Yesterday, on Connie's actual birthday, her very own daughter didn't show up. Neither did the ex-husband although both were invited. The daughter came to the party, let her kids off, and drove back home without as much as just one word to her mom. She didn't even walk inside to see her.
Right, I don't know what exactly Connie has said to them but no matter how I see it, this is the fault of the daughter and ex-husband.
The daughter was married but had an affair and once the truth was out, the two fought in front of their kids, brought home each of their own new partners, and refused to leave the house - like little kids. Their behavior is childish and selfish and it's so very very clear that all three kids have taken so much damage from this. The girl so much that she STARTED CUTTING HERSELF!! SHE WAS 13 WHEN THIS MADNESS BEGAN. And where were the parents in all this? Idk probably out with their new other halves. It disgusts me+
The boys fight and mostly sit inside now while all three of them don't visit Connie as much as they used to because they have heard their parents speak bad about her all the time.
Nonetheless the kids were there for the party yesterday.
Not long before the party ends, the musician asks Connie and her grandkids to go to the middle of the room because he's going to play a song that's called something along the lines of 'Kære lille mormor' (dear little grandma). The youngest of the two boys get up while his cousins instantly goes to Connie and grabs her hand. Now you have the three of them dancing away while everyone's watching - the now 16-year-old girl too.
This is a big moment for Connie but two of her four grandkids are not there with her. My aunt and uncle cut contact with my own grandparents as well so I knew very well how Connie felt at that moment and went over to the girl. I asked why she wasn't dancing. Told her that the divorce had been hard on Connie, that this was her big day and that I thought (*cough* knew *cough*) that it was important moment for Connie and that it would mean a lot to her if she got up and joined them dancing. The girl said: "Yea, but it was kind of her own fault. She could've just not pried in so much."
In the end she got up and joined in on the last 20 seconds of the song. The last boy stayed back.

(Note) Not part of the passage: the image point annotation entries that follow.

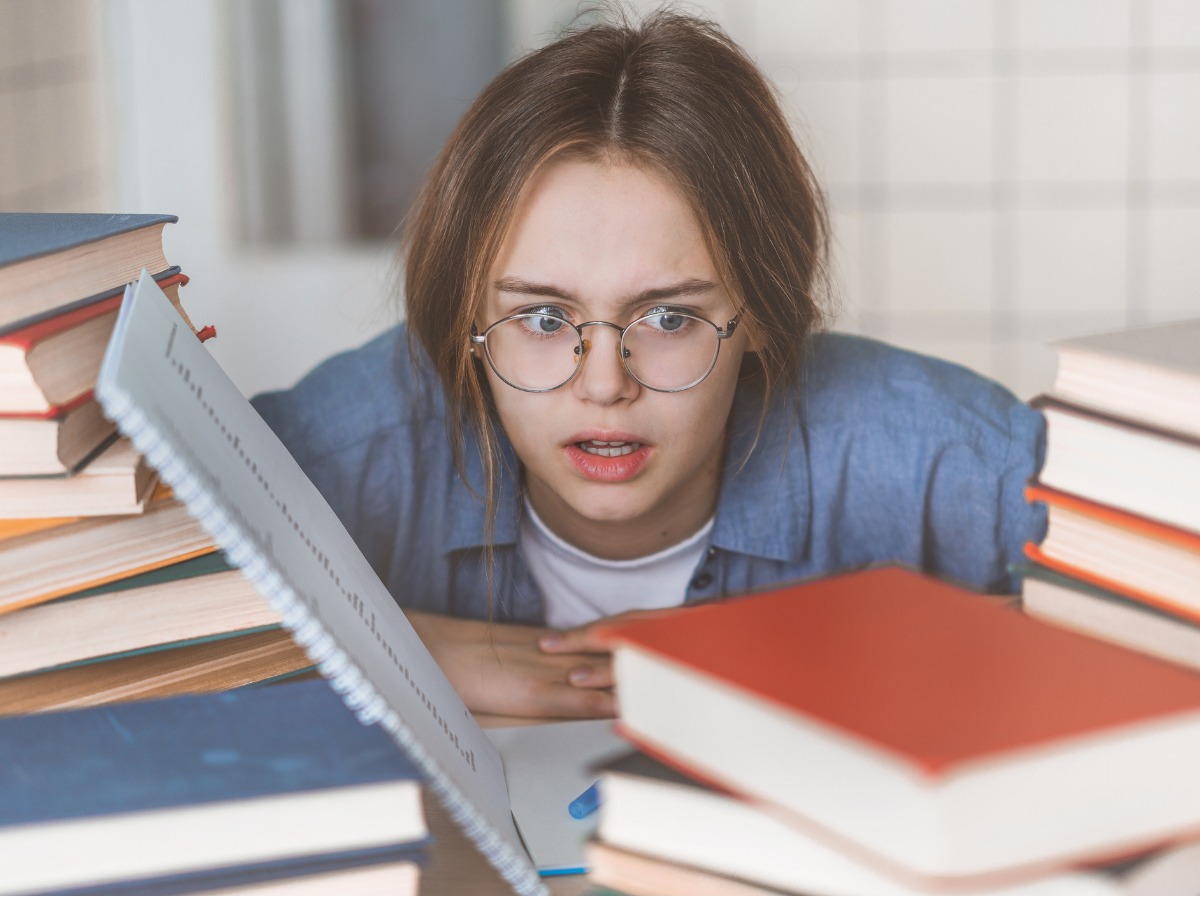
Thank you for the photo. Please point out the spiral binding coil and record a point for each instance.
(310, 633)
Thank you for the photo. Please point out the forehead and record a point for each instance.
(601, 228)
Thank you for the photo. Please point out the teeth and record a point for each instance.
(609, 448)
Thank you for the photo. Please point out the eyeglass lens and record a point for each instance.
(665, 352)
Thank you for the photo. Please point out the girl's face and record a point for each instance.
(589, 243)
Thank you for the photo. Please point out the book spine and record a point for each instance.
(331, 661)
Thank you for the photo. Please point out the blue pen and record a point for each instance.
(586, 803)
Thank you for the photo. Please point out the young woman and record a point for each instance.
(611, 394)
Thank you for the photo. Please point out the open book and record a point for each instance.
(181, 411)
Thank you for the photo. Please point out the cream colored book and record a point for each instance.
(195, 600)
(195, 426)
(117, 483)
(1146, 375)
(54, 562)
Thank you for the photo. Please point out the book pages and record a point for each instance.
(193, 425)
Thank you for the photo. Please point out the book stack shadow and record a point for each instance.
(1121, 483)
(885, 732)
(113, 593)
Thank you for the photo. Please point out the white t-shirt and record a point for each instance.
(579, 587)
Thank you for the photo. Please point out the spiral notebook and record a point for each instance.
(181, 411)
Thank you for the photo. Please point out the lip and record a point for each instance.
(607, 468)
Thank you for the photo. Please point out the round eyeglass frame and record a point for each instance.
(582, 346)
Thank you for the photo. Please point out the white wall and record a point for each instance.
(277, 312)
(1002, 172)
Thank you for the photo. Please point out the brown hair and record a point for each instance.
(672, 93)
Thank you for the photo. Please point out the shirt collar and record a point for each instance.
(763, 509)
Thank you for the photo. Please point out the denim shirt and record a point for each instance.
(876, 455)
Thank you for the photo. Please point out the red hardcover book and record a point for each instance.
(941, 736)
(48, 365)
(1138, 557)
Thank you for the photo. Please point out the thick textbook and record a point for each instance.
(694, 832)
(114, 483)
(189, 603)
(48, 364)
(1121, 463)
(197, 430)
(199, 667)
(1147, 375)
(187, 784)
(54, 445)
(1108, 615)
(53, 559)
(939, 733)
(53, 261)
(1144, 559)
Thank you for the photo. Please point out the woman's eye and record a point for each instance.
(545, 319)
(667, 321)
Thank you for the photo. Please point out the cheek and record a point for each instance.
(522, 415)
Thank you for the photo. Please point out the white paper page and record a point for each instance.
(549, 766)
(237, 478)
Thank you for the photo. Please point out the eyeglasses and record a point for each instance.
(665, 351)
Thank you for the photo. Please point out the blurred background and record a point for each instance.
(1002, 173)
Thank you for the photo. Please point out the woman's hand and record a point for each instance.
(499, 669)
(597, 669)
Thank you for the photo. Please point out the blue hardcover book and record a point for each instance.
(211, 783)
(51, 262)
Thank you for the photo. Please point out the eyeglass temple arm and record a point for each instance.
(730, 328)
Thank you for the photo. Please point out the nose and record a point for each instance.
(603, 377)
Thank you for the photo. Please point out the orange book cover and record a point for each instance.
(954, 742)
(1113, 516)
(916, 667)
(1125, 521)
(21, 342)
(30, 335)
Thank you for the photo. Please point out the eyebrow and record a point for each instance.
(688, 287)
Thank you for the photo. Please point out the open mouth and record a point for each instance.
(607, 448)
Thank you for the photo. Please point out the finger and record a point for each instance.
(576, 640)
(562, 701)
(594, 673)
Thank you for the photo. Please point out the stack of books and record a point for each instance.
(111, 589)
(276, 790)
(886, 732)
(1121, 483)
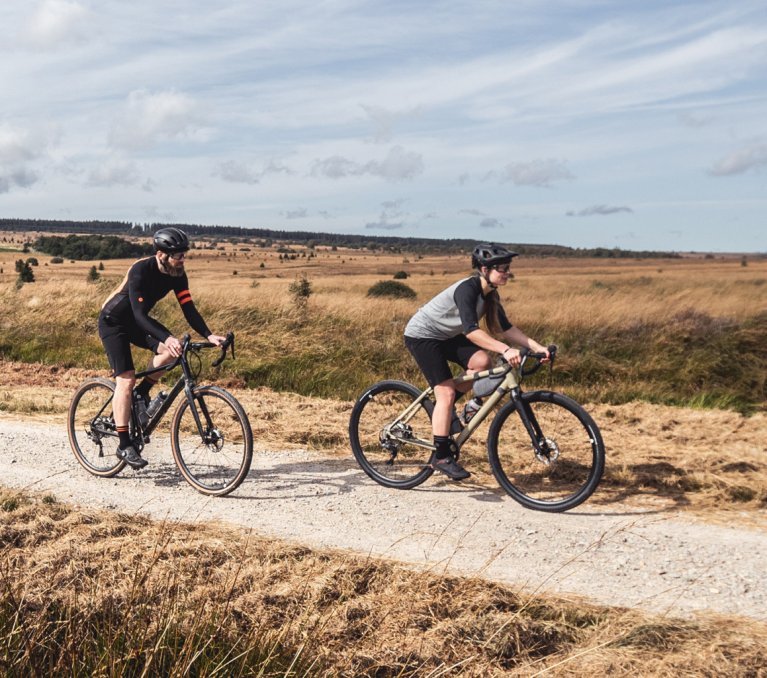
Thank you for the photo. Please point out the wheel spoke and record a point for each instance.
(382, 444)
(214, 458)
(565, 467)
(91, 428)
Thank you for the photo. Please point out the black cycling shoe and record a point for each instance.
(450, 467)
(131, 457)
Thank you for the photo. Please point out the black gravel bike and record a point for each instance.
(210, 434)
(544, 448)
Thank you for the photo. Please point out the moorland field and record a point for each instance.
(670, 355)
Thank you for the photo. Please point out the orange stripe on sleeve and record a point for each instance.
(184, 297)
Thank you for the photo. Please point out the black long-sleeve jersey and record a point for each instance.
(143, 286)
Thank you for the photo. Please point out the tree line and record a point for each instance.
(90, 247)
(317, 238)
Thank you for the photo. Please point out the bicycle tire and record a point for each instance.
(89, 424)
(555, 484)
(218, 464)
(391, 462)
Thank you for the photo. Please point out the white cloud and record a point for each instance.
(398, 165)
(21, 178)
(114, 173)
(299, 213)
(237, 172)
(150, 118)
(55, 23)
(598, 210)
(534, 173)
(742, 160)
(384, 120)
(18, 145)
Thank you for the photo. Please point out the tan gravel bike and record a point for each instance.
(544, 448)
(210, 433)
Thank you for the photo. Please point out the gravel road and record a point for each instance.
(627, 558)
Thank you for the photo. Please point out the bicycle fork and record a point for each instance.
(545, 450)
(208, 433)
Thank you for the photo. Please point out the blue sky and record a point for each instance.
(637, 125)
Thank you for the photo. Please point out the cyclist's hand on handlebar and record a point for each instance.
(216, 339)
(173, 345)
(513, 357)
(543, 349)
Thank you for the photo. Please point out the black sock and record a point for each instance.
(444, 447)
(122, 433)
(144, 387)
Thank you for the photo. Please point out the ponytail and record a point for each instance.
(492, 304)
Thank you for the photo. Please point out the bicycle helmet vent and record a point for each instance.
(171, 240)
(489, 254)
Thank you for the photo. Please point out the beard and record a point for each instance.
(170, 267)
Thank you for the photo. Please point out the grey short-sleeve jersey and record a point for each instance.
(456, 310)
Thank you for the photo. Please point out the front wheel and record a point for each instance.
(91, 428)
(212, 441)
(394, 451)
(566, 468)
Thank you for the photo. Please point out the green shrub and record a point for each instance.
(391, 288)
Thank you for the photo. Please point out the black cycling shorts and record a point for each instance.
(432, 355)
(117, 340)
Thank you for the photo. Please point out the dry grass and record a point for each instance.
(165, 596)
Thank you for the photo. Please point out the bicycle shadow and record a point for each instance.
(323, 477)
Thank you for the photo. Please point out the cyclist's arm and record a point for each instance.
(486, 341)
(516, 336)
(140, 301)
(192, 315)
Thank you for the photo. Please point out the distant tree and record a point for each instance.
(25, 273)
(391, 288)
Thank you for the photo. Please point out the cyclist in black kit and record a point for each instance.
(447, 329)
(124, 320)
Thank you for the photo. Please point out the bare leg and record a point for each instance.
(121, 404)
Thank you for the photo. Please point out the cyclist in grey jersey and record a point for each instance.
(447, 329)
(453, 311)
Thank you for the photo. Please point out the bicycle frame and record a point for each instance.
(509, 385)
(186, 382)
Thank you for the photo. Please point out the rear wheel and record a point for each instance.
(215, 457)
(567, 469)
(386, 448)
(91, 428)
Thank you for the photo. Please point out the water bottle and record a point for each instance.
(156, 403)
(471, 408)
(456, 426)
(140, 406)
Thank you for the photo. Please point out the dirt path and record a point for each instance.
(624, 558)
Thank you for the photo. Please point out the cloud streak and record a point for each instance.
(750, 157)
(398, 165)
(599, 210)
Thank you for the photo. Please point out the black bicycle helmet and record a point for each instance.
(171, 240)
(490, 254)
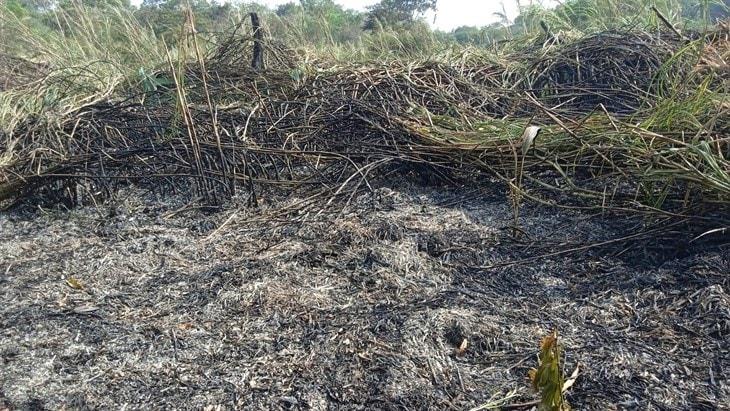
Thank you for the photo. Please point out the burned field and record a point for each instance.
(377, 235)
(355, 310)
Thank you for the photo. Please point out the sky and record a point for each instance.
(450, 15)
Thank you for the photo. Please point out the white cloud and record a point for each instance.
(450, 14)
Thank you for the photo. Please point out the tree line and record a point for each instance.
(325, 21)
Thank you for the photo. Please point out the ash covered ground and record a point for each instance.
(360, 308)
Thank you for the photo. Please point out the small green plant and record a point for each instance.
(547, 379)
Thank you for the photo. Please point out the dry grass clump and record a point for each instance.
(632, 120)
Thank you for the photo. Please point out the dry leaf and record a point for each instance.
(85, 309)
(528, 138)
(462, 347)
(571, 380)
(74, 283)
(185, 326)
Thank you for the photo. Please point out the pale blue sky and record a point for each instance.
(450, 14)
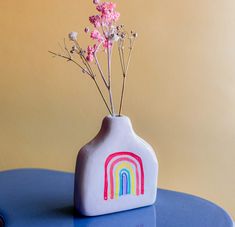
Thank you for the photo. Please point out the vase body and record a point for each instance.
(115, 171)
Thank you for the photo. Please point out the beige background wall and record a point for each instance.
(180, 97)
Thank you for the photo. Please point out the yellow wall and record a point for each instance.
(180, 97)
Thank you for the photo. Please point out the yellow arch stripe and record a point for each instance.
(120, 166)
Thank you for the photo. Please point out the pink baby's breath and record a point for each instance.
(97, 36)
(95, 20)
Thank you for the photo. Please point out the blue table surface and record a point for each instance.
(36, 197)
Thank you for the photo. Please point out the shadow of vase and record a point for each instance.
(142, 217)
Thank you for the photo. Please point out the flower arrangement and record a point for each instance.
(107, 35)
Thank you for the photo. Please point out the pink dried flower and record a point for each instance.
(90, 52)
(108, 13)
(96, 35)
(96, 2)
(95, 20)
(86, 30)
(107, 44)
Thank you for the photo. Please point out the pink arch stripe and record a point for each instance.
(109, 158)
(111, 175)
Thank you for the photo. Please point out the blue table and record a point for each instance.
(36, 197)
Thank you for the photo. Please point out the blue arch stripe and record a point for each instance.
(128, 181)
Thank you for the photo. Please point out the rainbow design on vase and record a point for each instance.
(123, 175)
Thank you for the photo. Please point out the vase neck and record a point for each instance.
(117, 124)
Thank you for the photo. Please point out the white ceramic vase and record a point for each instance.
(115, 171)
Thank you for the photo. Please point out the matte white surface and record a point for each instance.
(116, 135)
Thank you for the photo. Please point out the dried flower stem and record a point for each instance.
(99, 68)
(109, 54)
(124, 69)
(87, 71)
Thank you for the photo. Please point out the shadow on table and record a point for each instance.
(137, 218)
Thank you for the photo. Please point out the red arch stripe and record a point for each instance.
(109, 158)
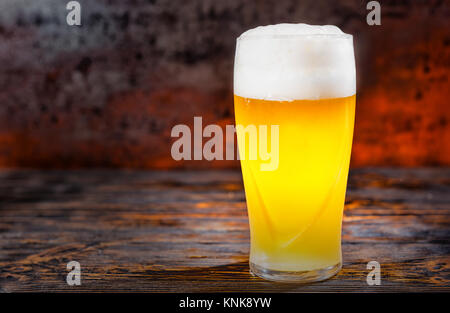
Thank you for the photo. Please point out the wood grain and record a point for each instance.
(187, 231)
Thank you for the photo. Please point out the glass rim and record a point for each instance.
(296, 36)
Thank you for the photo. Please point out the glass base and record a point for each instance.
(301, 277)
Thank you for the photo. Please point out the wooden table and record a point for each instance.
(188, 231)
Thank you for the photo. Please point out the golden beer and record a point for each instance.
(295, 211)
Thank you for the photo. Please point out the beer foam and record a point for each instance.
(286, 62)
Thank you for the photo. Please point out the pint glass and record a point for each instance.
(302, 79)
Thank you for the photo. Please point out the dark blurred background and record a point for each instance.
(107, 94)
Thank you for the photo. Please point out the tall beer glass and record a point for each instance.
(301, 78)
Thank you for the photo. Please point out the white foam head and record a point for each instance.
(294, 62)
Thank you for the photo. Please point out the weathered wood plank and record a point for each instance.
(188, 231)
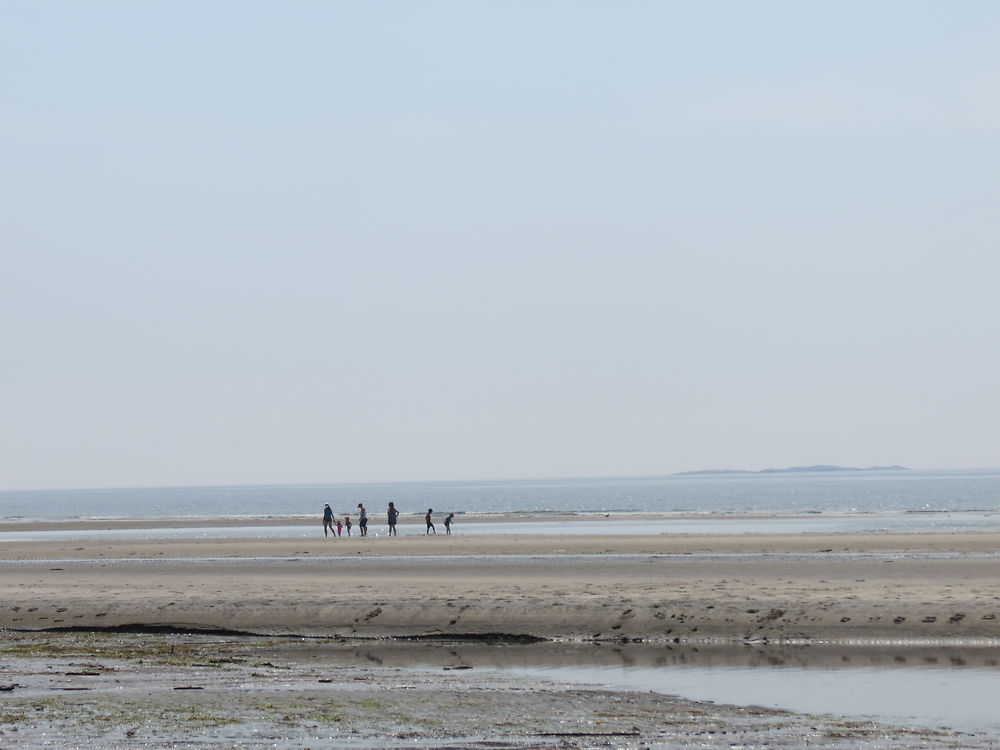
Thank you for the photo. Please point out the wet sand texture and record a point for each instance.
(803, 587)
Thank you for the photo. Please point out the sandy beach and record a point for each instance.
(801, 587)
(217, 642)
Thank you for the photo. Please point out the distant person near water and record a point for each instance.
(363, 520)
(393, 515)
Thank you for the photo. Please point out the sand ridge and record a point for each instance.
(748, 588)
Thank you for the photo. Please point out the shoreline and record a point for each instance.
(377, 519)
(738, 589)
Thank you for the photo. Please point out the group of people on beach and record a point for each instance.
(332, 525)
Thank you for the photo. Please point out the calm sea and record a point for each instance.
(876, 492)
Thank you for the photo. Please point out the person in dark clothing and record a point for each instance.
(363, 520)
(327, 520)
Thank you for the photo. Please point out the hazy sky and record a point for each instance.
(283, 242)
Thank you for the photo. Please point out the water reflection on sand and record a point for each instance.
(957, 686)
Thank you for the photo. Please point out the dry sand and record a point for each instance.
(95, 689)
(735, 588)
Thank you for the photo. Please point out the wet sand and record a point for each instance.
(91, 691)
(99, 685)
(659, 588)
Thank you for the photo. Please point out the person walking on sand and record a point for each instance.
(393, 515)
(363, 520)
(327, 520)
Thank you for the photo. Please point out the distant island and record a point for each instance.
(793, 470)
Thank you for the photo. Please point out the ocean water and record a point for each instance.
(828, 493)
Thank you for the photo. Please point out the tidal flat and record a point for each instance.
(141, 690)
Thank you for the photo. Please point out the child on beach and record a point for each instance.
(393, 515)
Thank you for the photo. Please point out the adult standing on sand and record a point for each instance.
(363, 519)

HOW CAN THIS NOT BE CONNIE'S DAUGHTER'S FAULT?! How can she put those words in the mouth of a simple 16-year-old girl who is so easily manipulated?!
I'm not friends with any of this girl's parents on Facebook but I wish they'd somehow stumble upon my blog some day and read this. I hope they'll finally open their eyes to their family around them and realize how much chaos they have caused. How many people they have hurt.
My feelings of disappointment and disgust are not as strong as yesterday afternoon when I first began writing this post and I don't clearly remember the analogy I cane up with anymore.
But my points were to treasure your family while you have them.
Especially your grandparents. It's limited how many friends they have around and for some, grandchildren truly are the best elements in their lives.
Just because you don't get along with someone, even family members, doesn't mean that your kids can. And don't put the blame on others when you were the problem from the begining. Act like a grown-up.
I haven't always been the nicest to my mom or dad but I believe I've grown more patient and understanding over the years.
It's okay to want to focus on yourself sometimes but remember that you're not the center of the universe. Family is what you can always turn to if everything else fails. So treasure what you have.